Analysis & implications
A statutory cap at 10% would directly pressure bank lending economics, particularly for unsecured consumer credit where APRs frequently exceed that level today. Banks set interest rates to cover credit losses, operating costs and returns to shareholders; a forced cap could compress margins, push issuers to tighten underwriting, or shift revenue to fees that are not explicitly rate-based. The aggregate effect would depend on whether the cap applied broadly or allowed exemptions for cardholders with lower credit scores or for certain product types.
The policy path matters: Congress would need to draft and pass enabling legislation, and that process would determine scope, transition rules and enforcement mechanisms. Even with bipartisan interest in past bills, lobbying by card issuers and concerns about credit access could reshape any final proposal. Legal challenges are also conceivable if federal law clashed with state usury statutes or contractual provisions.
For consumers, a binding cap could lower borrowing costs for some cardholders but might reduce credit availability for higher-risk borrowers or shift costs into other fee lines. Card issuers might respond by increasing fees, tightening approval criteria, or repricing rewards programs—outcomes that would change the distributional effects of any cap. Investors are pricing both the near-term shock of an announced intention and the longer, uncertain policy pathway.
Comparison & data
| Security | Move (session) |
|---|---|
| Citi Group (pre-market) | -4.32% |
| JPMorgan Chase | -2.64% (last seen) |
| Bank of America | -2.40% |
| American Express | -4.95% |
| Visa | -1.71% |
| Mastercard | -1.83% |
The table above captures the session moves reported after the Truth Social post. These percentages reflect intraday reactions rather than long-term valuation changes; historical episodes show that policy announcements often produce short-term volatility that can be moderated once legislative details are clarified. Investors will watch credit spreads, loan-loss provisions and consumer-credit metrics in coming quarters for persistent impact.
Reactions & quotes
“Effective January 20, 2026, I, as President of the United States, am calling for a one year cap on Credit Card Interest Rates of 10%.”
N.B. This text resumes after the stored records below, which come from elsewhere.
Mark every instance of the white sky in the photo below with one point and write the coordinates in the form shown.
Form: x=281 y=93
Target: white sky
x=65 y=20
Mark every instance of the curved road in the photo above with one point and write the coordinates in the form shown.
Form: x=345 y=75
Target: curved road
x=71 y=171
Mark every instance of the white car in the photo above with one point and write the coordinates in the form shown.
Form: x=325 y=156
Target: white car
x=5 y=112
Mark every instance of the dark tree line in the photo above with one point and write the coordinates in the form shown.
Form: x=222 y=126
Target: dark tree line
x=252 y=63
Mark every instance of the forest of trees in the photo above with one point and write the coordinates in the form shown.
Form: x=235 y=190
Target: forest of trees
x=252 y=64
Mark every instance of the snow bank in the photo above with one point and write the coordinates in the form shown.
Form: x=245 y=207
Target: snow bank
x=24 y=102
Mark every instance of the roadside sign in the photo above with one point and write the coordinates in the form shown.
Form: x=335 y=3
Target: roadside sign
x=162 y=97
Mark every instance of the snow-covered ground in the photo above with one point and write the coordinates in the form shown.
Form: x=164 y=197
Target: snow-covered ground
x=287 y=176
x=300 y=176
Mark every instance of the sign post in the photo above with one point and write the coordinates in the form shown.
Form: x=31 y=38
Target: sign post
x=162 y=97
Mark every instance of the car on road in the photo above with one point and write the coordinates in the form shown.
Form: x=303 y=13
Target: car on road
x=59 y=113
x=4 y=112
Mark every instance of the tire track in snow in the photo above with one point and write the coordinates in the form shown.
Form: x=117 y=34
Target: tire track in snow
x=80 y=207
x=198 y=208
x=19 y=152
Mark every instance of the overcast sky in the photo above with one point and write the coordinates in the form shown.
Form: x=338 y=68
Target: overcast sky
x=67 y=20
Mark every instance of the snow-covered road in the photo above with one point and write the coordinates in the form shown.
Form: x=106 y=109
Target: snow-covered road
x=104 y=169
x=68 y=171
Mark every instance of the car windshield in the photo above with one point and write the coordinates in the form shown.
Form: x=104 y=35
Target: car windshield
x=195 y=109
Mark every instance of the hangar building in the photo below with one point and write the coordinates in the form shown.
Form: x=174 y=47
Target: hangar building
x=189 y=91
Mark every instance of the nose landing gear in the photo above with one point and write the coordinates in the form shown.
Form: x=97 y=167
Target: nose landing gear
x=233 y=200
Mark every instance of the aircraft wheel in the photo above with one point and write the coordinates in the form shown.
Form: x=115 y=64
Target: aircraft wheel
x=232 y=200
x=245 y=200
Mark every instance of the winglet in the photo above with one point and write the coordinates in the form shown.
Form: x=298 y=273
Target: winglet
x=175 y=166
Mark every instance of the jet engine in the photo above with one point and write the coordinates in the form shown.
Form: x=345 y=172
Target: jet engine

Donald J. Trump (Truth Social post)
“Please be informed that we will no longer let the American Public be ‘ripped off’ by Credit Card Companies.”
Donald J. Trump (Truth Social post)
Unconfirmed
- Whether the 10% cap would apply to existing balances is not specified and remains unconfirmed.
- The post did not clarify whether fees (late fees, annual fees) would be restricted alongside interest rates.
- There is no announced legislative text or timetable for Congress to take up a bill implementing the cap.
Bottom line
The Truth Social announcement revived a campaign pledge that can move markets because it signals potential regulatory risk for lenders and card networks. Immediate market reactions reflected uncertainty about profitability, legal pathway and operational implementation rather than a definitive policy change. For a binding limit to take effect, Congress must act, and the final design would determine winners and losers across consumers, banks and fintech firms.
Investors and policymakers should watch congressional action, statements from major card issuers and regulators, and subsequent guidance on scope (existing balances, types of cards and fee treatment). In the near term, expect volatility and sector differentiation as market participants price the range of possible legislative outcomes and adjust expectations for bank consumer-lending economics.
Sources
- CNBC — news outlet reporting market moves and quoting the Truth Social post (media).
- Congress.gov — official legislative database for prior bipartisan bill text and status (official/legislative).
- Truth Social — platform where the January 2026 post was published (official/primary source).